Walker’s presentation was authoritative, self-assured, eloquent and accessible. There seemed to be an easy rapport between Walker and the High Court Justices. This is not to suggest any form of favouritism on their part.  I would simply remark that the  tension sometimes evident between the  bench and representatives for the defence, was entirely absent when Walker spoke.  Of course he was questioned and challenged by the Justices, but his calm manner and an underlying gentle humour seemed to put them at ease.

Having witnessed Walker in action on the first day of the hearing, we awaited his reply to the defendants’ arguments with great anticipation. In the course of the three day hearing, it had become evident that the matter before the court had wide and (if the defence was to be believed) potentially devastating consequences for the exercise of power by the incumbent government.

Everyone, including the legal representatives and Justices, seemed astonished at how the case turned, on the second day, to become a matter of such far-reaching historical importance that the chaplaincy issue almost seemed to fade into the background.   No longer did it seem to be the raison d’etre of the case.  Now, it seemed (to me at least), to be simply a tool which might be used to bring a power hungry government to heel.

Walker began his address by speaking briefly to the subject of ‘benefits to students’.  The contention by the defence is that the NSCP fits the description of conferring a ‘benefit’ to students and, therefore, the expenditure is authorised by the Constitution and does not require legislation through an act of parliament.  Walker disposed of Scripture Union’s argument that the word ‘benefits’ should be defined broadly by pointing out their legal reasoning had ‘many steps missing’.  The sense was of a Professor of Law marking a red line through an undergraduate’s assignment.

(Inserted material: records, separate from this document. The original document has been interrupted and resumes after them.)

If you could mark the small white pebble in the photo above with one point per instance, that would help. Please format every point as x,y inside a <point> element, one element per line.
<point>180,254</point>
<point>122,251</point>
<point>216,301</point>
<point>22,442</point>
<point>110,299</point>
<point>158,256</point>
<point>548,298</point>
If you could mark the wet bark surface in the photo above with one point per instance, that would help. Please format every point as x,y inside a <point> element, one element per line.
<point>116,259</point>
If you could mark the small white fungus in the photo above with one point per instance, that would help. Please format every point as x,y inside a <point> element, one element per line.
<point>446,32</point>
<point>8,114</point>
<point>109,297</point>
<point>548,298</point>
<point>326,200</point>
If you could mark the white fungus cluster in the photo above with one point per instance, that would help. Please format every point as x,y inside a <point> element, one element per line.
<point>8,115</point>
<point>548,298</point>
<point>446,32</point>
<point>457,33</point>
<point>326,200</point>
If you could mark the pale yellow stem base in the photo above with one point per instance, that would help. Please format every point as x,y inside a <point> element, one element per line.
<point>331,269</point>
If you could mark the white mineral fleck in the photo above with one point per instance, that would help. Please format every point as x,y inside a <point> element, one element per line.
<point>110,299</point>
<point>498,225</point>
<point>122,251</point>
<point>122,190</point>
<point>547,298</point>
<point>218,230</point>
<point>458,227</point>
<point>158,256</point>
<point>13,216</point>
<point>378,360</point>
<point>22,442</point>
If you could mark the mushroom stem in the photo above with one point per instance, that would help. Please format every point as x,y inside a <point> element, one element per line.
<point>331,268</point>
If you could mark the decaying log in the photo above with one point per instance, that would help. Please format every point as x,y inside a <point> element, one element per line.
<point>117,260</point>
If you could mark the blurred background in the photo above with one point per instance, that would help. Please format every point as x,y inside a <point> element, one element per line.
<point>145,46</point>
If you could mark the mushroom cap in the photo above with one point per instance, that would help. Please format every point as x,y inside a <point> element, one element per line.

Walker moved on quickly to attack SUQ’s conention that it is a ‘trading corporation’.  This was important because the Commonwealth and SUQ claimed no legislation was necessary to support expenditure for the National School Chaplaincy program, because the Commonwealth is permitted (without legislation) to enter into contracts with ‘trading corporations’.

Walker conceded that the Constitution does not supply ‘tight definitional parameters’ in this regard,  but, he insisted, “That does not mean that there does not have to be some attempt at definition …”.   To define a ‘trading company’ as one which (like SUQ) happens to trade from time to time – as an activity incidental to its main purpose – was, he insisted, to misinterpret its meaning. It cannot, surely, suffice, said Walker for a corporation to say that from time to time something is done, for example, selling of surplus assets or getting rid of second-hand bibles and say, “Well, that is trade”.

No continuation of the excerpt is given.